The Sarmatians don't produce very good models for Western Iranians, but that's to be expected. Western Iranians prefer Sintashta.”

In all seriousness, this sums things up pretty nicely.

Rob said...

Are you saying you were kidding about me being brilliant ? :(

"So even though Sarmatians aren't ancestral to Pathans and Tajiks, they're close in space and time to the ancestral group for all Eastern Iranians, "

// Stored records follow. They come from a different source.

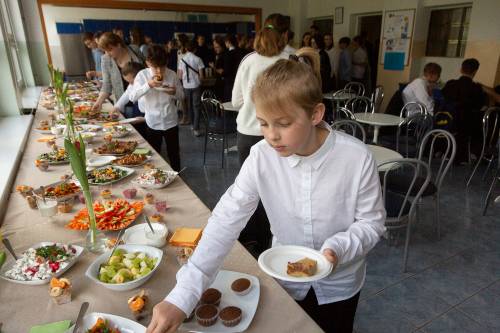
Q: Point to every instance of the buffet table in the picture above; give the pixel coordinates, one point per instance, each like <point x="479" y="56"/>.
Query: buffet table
<point x="25" y="306"/>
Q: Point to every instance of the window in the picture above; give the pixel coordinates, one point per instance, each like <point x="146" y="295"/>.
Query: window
<point x="448" y="30"/>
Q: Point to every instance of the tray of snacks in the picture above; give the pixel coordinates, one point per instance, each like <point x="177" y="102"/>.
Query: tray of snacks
<point x="229" y="305"/>
<point x="132" y="160"/>
<point x="116" y="148"/>
<point x="110" y="215"/>
<point x="58" y="156"/>
<point x="295" y="263"/>
<point x="38" y="264"/>
<point x="155" y="178"/>
<point x="129" y="267"/>
<point x="108" y="175"/>
<point x="61" y="191"/>
<point x="97" y="322"/>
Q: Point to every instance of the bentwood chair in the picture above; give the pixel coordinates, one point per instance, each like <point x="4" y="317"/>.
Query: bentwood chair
<point x="350" y="127"/>
<point x="357" y="87"/>
<point x="218" y="124"/>
<point x="401" y="206"/>
<point x="491" y="133"/>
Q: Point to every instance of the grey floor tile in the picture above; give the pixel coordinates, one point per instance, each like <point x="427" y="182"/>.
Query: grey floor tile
<point x="454" y="322"/>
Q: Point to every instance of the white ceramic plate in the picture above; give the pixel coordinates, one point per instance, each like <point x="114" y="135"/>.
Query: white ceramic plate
<point x="124" y="325"/>
<point x="274" y="262"/>
<point x="93" y="270"/>
<point x="128" y="171"/>
<point x="10" y="263"/>
<point x="100" y="161"/>
<point x="247" y="304"/>
<point x="137" y="234"/>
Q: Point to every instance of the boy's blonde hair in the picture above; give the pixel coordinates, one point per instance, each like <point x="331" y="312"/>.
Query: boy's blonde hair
<point x="285" y="82"/>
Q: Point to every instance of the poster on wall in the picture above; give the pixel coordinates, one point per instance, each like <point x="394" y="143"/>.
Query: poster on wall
<point x="396" y="39"/>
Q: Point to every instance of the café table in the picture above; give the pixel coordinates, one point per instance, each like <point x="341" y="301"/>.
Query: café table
<point x="382" y="155"/>
<point x="25" y="306"/>
<point x="377" y="120"/>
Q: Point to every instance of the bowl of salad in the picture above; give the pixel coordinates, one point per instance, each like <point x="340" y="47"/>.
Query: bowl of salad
<point x="155" y="178"/>
<point x="129" y="267"/>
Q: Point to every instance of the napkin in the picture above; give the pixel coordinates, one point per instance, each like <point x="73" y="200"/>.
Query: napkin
<point x="57" y="327"/>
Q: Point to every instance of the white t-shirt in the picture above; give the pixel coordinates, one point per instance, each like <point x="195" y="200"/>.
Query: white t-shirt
<point x="250" y="67"/>
<point x="195" y="62"/>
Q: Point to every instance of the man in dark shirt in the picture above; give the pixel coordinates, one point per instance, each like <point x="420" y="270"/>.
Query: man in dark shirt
<point x="466" y="98"/>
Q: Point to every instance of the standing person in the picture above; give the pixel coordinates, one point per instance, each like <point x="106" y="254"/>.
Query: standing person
<point x="318" y="44"/>
<point x="234" y="55"/>
<point x="191" y="71"/>
<point x="90" y="42"/>
<point x="334" y="56"/>
<point x="159" y="106"/>
<point x="269" y="45"/>
<point x="306" y="40"/>
<point x="345" y="62"/>
<point x="117" y="55"/>
<point x="420" y="89"/>
<point x="359" y="61"/>
<point x="343" y="217"/>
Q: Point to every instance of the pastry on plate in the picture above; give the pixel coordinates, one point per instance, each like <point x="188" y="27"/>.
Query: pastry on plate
<point x="305" y="267"/>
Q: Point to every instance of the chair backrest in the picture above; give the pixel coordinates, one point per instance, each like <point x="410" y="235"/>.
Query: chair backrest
<point x="357" y="87"/>
<point x="377" y="98"/>
<point x="359" y="104"/>
<point x="415" y="127"/>
<point x="412" y="108"/>
<point x="350" y="127"/>
<point x="410" y="166"/>
<point x="343" y="113"/>
<point x="446" y="145"/>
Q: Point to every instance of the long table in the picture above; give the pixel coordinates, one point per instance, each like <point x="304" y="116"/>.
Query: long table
<point x="22" y="306"/>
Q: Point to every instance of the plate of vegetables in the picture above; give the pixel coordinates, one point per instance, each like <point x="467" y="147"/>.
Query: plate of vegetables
<point x="129" y="267"/>
<point x="39" y="263"/>
<point x="97" y="322"/>
<point x="108" y="174"/>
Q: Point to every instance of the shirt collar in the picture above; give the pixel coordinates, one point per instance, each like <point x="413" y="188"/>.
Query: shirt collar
<point x="319" y="156"/>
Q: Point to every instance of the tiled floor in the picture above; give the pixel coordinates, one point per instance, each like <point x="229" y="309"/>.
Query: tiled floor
<point x="452" y="285"/>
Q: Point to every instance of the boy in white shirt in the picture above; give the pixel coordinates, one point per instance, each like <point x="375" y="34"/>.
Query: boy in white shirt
<point x="320" y="189"/>
<point x="157" y="88"/>
<point x="420" y="89"/>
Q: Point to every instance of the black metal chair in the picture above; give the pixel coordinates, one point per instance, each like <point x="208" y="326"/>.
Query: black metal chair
<point x="218" y="124"/>
<point x="350" y="127"/>
<point x="401" y="206"/>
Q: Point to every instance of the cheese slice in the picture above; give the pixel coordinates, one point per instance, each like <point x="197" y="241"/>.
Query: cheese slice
<point x="186" y="237"/>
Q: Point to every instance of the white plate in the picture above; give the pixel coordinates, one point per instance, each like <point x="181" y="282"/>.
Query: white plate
<point x="274" y="262"/>
<point x="100" y="161"/>
<point x="93" y="270"/>
<point x="124" y="325"/>
<point x="247" y="304"/>
<point x="128" y="170"/>
<point x="137" y="234"/>
<point x="10" y="263"/>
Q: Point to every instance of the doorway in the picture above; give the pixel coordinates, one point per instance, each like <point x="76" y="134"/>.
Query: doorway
<point x="369" y="27"/>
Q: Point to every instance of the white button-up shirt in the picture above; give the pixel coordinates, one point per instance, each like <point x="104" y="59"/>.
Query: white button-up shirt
<point x="159" y="108"/>
<point x="330" y="199"/>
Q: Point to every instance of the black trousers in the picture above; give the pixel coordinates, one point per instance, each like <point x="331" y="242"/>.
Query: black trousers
<point x="337" y="317"/>
<point x="256" y="236"/>
<point x="171" y="139"/>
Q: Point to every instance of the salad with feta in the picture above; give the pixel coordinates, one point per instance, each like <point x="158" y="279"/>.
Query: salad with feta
<point x="41" y="263"/>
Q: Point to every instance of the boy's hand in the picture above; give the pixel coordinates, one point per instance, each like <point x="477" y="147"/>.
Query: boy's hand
<point x="331" y="256"/>
<point x="166" y="318"/>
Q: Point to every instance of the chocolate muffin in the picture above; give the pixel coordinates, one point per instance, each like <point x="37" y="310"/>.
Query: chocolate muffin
<point x="230" y="316"/>
<point x="206" y="314"/>
<point x="241" y="287"/>
<point x="211" y="296"/>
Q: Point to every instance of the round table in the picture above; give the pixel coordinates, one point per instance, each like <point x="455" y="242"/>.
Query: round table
<point x="229" y="107"/>
<point x="377" y="120"/>
<point x="382" y="155"/>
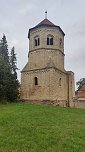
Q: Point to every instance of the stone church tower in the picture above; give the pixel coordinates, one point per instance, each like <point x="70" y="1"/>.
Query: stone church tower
<point x="44" y="79"/>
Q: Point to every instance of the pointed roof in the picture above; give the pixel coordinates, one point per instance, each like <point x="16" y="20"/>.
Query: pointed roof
<point x="45" y="22"/>
<point x="50" y="63"/>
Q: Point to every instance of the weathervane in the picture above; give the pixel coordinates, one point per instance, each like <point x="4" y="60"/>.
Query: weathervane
<point x="46" y="14"/>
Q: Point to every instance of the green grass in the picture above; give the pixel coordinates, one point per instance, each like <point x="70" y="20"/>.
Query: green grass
<point x="34" y="128"/>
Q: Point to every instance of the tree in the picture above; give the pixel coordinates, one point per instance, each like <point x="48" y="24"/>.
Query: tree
<point x="8" y="75"/>
<point x="80" y="82"/>
<point x="4" y="49"/>
<point x="13" y="92"/>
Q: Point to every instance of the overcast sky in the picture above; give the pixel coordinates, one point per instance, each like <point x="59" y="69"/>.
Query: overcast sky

I agree. It gels nicely.. and Ill look up for Huji's comments.

Did you know there is a 20 ky BP sample from Krgyzstan being analyzed ?

Seinundzeit said...


Of course not. :)

Rather, the first part of my comment was couched in overly exaggerated terms, so that I could generate a vibe of facetiousness (lol).

But, that doesn't change the fact that you really are brilliant. Obviously, you must be a smart dude, or else you wouldn't be able to discuss/debate the things you discuss/debate.

And yeah, I've heard about this sample. Can't wait to see the results. Right now, I'm betting on it being ANE-related.